I did not read the Fifty Shades trilogy, and I never will. I didn’t see Fifty Shades of Grey in theaters. In fact, I didn’t see it until it had been out for around a year. I queued it up on HBO one bored night, and discovered that it’s an instant cult classic. It is in the same family as Basic Instinct for exploring the outer edges of sexuality in a mainstream movie, Road House for self-aware cheesiness, and Clueless for having a lead character whose comedic turn makes the rest of the script bearable. All my belated enjoyment of the silliness of the first Fifty Shades movie propelled me to a theater (nearly 100% full of women) to see Fifty Shades Darker on its opening night. The director of Darker, James Foley (Fear, House of Cards), and screenwriter, Niall Leonard, don’t quite land the same tone as the first film. They do, however, take it to the outer limits that made films like Black Swan and Showgirls enjoyable; meaning it’s more enjoyable if you don’t take it all so seriously. The success of this series, much like the success of the Twilight series that inspired it, hinges on the idea of the primarily female audience identifying with the female lead — who is a mousy take on the every woman — and wanting the kind of love affair she shares with the male lead. To that end, Anastasia Steele (Dakota Johnson) delivers some unsophisticated, fumbling moments of likability: When Christian (Jamie Dorian) lets her sail his yacht, and she exclaims with glee, “I’m the captain!”; when he introduces her to ben wa balls, and she says, “You can’t stick those in my butt,”; and her designation of his interests as “kinky fuckery,” the likes of which Jane Austen would never approve.

This film shows what a middle-aged white man thinks women want sex to look like: A lot of oral for her, a lot of missionary position, and no emotional examination of the relationship whatsoever.

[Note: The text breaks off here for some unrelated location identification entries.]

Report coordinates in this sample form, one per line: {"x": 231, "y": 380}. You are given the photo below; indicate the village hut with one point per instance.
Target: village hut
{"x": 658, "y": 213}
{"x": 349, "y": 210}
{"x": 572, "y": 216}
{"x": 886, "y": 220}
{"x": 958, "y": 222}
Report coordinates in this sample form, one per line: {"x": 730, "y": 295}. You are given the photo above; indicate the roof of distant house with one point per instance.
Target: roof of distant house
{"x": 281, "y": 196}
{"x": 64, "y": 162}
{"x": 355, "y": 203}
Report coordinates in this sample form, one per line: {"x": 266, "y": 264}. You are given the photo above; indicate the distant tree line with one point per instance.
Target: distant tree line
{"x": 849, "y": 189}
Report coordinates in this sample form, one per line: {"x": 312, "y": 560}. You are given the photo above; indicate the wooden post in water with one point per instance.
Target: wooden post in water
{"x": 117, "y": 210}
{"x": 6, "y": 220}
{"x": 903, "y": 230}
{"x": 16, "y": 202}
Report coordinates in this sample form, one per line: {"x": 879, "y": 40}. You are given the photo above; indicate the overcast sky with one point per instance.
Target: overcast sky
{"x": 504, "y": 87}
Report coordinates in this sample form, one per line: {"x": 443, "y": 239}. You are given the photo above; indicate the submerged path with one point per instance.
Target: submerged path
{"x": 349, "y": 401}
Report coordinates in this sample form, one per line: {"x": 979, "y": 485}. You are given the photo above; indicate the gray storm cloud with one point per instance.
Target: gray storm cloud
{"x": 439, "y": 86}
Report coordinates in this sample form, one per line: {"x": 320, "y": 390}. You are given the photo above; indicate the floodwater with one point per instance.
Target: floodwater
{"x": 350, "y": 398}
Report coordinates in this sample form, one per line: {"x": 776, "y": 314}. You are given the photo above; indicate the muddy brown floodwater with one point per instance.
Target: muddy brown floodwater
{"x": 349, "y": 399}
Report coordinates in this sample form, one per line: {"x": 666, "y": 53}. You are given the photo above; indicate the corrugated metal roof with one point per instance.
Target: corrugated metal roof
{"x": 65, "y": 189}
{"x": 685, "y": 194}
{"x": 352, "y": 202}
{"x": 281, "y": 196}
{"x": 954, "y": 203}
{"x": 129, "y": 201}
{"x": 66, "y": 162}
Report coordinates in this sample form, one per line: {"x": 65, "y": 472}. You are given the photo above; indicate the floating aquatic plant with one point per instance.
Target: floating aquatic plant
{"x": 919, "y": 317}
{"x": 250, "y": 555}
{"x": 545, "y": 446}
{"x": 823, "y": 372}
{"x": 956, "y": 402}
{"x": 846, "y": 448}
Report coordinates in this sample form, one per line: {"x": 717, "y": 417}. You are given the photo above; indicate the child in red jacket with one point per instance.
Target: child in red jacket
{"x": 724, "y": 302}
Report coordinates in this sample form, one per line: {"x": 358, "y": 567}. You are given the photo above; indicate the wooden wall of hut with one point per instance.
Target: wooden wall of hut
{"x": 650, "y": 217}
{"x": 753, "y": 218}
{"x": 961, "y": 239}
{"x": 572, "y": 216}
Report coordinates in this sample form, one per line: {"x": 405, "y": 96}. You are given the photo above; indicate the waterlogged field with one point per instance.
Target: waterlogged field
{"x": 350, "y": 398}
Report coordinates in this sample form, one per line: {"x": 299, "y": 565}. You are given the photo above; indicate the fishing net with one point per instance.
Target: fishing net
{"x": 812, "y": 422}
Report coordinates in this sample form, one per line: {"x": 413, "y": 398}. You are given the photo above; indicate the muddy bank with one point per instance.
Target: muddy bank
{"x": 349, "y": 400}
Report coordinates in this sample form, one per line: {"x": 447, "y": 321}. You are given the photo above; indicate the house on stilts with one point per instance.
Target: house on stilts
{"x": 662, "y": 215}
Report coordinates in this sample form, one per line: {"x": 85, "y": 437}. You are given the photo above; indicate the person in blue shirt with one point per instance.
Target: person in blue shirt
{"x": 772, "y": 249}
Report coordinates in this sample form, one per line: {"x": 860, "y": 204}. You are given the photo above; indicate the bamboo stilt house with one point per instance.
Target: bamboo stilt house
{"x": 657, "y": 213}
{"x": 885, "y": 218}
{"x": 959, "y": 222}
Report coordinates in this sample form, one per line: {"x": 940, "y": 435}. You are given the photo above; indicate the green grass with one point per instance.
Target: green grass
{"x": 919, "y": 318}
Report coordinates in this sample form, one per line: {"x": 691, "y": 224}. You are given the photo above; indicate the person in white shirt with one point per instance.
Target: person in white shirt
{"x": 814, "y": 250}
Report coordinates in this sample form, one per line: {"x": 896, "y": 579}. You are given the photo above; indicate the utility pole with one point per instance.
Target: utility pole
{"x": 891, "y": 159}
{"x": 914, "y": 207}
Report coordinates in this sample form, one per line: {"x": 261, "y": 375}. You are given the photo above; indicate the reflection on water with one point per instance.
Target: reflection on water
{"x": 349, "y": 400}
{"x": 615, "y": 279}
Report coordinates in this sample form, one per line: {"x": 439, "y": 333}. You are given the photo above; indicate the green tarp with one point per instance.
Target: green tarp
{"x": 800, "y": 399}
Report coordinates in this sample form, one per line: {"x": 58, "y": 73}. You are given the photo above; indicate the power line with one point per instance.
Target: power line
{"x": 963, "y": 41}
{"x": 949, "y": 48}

Then there’s the cheesy, rote sex. Apparently, the lack of sex in the first film was a huge point of disagreement between producer and author of the books E.L. James, director Sam Taylor-Johnson, and screenplay writer Kelly Marcel. So those two women were replaced with two men, hand selected by James, to execute a raunchier shade of grey this time around. The problem is that it gives us a movie that’s obsessed with the male gaze where sex is concerned. While I certainly appreciate that one moment of female gaze on Christian’s body, I don’t know why it took place in a gym and not a bedroom. I couldn’t possibly tell you why Foley is so obsessed with training the camera on Ana’s breasts, or why he thinks the audience wants to see them so often. I can tell you that I find it amusing to think that this film shows what a middle-aged white man thinks women want sex to look like: A lot of oral for her, a lot of missionary position, and no emotional examination of the relationship whatsoever. If you’re going to embrace Darker for what it is, that means creating your preferred narrative for the film. I don’t feel the need to accept the premise as-is; I’m not rooting for a happy ending for Ana and Christian. He’s an emotionally withholding sadist who admittedly is interested in Ana because she looks like his mother who died when he was a child. He does not go to therapy to resolve any of these issues, despite identifying them and being repeatedly told by the woman he loves that he has a problem. She smiles with bemusement as he tells her how to behave and declines to tell her the most basic facts about his past. With all of that in mind, I don’t watch this as some great love story unfolding. I look at it as the exploits of two ill-matched people whose relationship is likely to implode at any time. Watching people make bad decisions is a lot more entertaining to me than watching two star-crossed lovers wait for the universe together and, in some ways, it is a bit more relatable. Call me cynical, but I think the trick to enjoying Fifty Shades is not to root for or identify with these people. Rather, it is to see them as one-dimensional characters (and one dimension is truly all we get in Darker) who are making choices that are way, way more impulsive and fucked up than anything you’ve ever done with your love life. Enjoy the ride.